Wednesday, April 1, 2015

Consumer Critique: The Washington Lawyer

Disclosure: I received complimentary products to facilitate this post. All opinions are my own.

Author Allan Topol’s recently wrote a very engaging thriller, THE WASHINGTON LAWYER. In the high-stakes world of Washington politics, hotshot lawyer Andrew Martin is being put to the test. When long-time friend Senator William Jasper calls, it’s with explosive news—and a favor to ask. A sex tryst at Martin’s beach house in Anguilla has gone awry and former model Vanessa Boyd is dead. Just how far will Martin go to protect the chief justice nomination on which he’s built his entire career?

Topol, himself is a well-established partner at one of DC’s top law firms and author of 11 thrillers. THE WASHINGTON LAWYER is a penetrating glimpse into Capitol Hill’s seedy underbelly. Topol impresses again with this latest escapade into the intricate underpinnings of Washington’s influential power layers, drawing the reader into a new of questionable morals, deadly intrigues and treachery from which this is no escape.

There were certainly a lot of twists in this book that I didn't expect, and several issues and points of tension that converged into a single point. It was hard to put down - in fact, I read the whole thing straight through in an evening. It's great for anyone who likes crime thrillers. I had a chance to interview Allan Topol to learn more.

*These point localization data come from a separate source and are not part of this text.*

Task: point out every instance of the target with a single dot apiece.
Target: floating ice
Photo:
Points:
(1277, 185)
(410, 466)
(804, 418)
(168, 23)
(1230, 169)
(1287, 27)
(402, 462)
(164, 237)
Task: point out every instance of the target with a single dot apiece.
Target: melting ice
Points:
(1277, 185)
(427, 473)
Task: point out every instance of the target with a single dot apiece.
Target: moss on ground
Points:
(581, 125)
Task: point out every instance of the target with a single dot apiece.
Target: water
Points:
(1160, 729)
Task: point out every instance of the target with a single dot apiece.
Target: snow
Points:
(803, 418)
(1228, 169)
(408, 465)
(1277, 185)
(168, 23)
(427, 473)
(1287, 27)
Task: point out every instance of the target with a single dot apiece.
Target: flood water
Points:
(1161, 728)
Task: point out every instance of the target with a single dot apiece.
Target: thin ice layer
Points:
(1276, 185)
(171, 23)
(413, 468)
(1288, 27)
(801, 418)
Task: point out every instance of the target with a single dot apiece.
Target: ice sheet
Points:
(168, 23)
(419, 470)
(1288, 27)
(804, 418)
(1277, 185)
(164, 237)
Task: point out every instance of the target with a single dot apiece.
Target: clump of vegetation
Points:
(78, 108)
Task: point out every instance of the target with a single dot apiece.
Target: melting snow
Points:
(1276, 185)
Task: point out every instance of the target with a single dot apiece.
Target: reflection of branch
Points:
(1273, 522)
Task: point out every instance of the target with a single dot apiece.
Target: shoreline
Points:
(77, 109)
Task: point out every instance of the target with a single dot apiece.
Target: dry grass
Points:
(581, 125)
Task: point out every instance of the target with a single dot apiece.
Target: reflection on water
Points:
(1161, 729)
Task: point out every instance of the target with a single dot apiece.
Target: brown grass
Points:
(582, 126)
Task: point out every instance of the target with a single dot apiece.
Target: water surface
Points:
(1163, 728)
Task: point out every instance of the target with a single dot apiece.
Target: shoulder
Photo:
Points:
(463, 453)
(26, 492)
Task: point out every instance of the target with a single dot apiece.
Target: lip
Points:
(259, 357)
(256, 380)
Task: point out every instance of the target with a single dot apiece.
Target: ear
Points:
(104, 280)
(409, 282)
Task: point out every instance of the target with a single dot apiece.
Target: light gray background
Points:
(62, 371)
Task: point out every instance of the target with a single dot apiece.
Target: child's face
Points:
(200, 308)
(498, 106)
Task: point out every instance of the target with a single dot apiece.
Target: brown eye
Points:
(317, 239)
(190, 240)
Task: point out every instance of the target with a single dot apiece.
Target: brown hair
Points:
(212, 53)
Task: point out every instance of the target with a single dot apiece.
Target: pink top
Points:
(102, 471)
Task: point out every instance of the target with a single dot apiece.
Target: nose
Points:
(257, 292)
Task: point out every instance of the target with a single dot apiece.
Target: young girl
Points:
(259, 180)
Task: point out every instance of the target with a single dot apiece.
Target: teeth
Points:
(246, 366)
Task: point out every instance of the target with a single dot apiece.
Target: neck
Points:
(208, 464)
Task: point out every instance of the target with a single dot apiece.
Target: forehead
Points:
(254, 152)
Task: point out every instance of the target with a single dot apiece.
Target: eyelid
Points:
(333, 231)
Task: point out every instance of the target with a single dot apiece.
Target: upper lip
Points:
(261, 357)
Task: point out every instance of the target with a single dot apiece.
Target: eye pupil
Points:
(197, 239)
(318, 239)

What was the inspiration behind this book?
The Washington Lawyer is my eleventh novel.  All of the prior ones dealt with international geopolitical issues and my last four had the same action character, Craig Page, a former CIA agent.  I decided to take a one book break from Craig Page, who will be back next year in the Italian Divide. I wanted to write a novel about Washington, D.C., where I have worked as a lawyer for many years.  I didn’t want it to be a courtroom drama because that’s too much like my own life.  Instead, my inspiration was all of the scandals, many of them involving sexual activities, which have happened over the years that I have been in Washington.  Further inspiration came from my observation of the behavior of powerful individuals in Washington and what they will do to attain even more power.  Thus, I wanted to paint a picture for the reader of how our capital city functions at its highest level and how the players interact as well as what they do with their own lives.
How would you describe your own writing style?
In writing novels, I am constantly striving to make my books entertaining page turners.  I want to keep the reader up at night turning pages in order to find out what happens next.  I am also interested in providing some serious content to readers about an issue in the world or in politics.  In the case of the Washington Lawyer, I want to inform about the operation of the real Washington.  I also want to inform about Chinese spying in Washington.  To a considerable extent, the Chinese have replaced Russia as our top adversary, and Chinese intelligence agencies have replaced the KGB.  I would describe my writing style as fast-moving.  The reader will not get bogged down in long paragraphs of description.  Instead, the reader will be focused on the story and the characters who make it come alive.
What type of readers will enjoy this book?
The Washington Lawyer, like my other novels, is aimed at a very broad audience.  I am interested in appealing to and reaching men, women, ethnic minorities, and people of all ages. I do not want to write one of those “guy books” with shooting on every page.  Instead, I am striving to create real characters, both male and female.  Relationships are important to me and to my writing.  For example, in the Washington Lawyer a critical relationship is the one between the twin sisters, Allison and Vanessa.  In writing this, I drew heavily upon relationships I observed among my three daughters.  The relationship between Andrew Martin, the protagonist, who faces a moral dilemma in the novel, and his wife Francis is also key. 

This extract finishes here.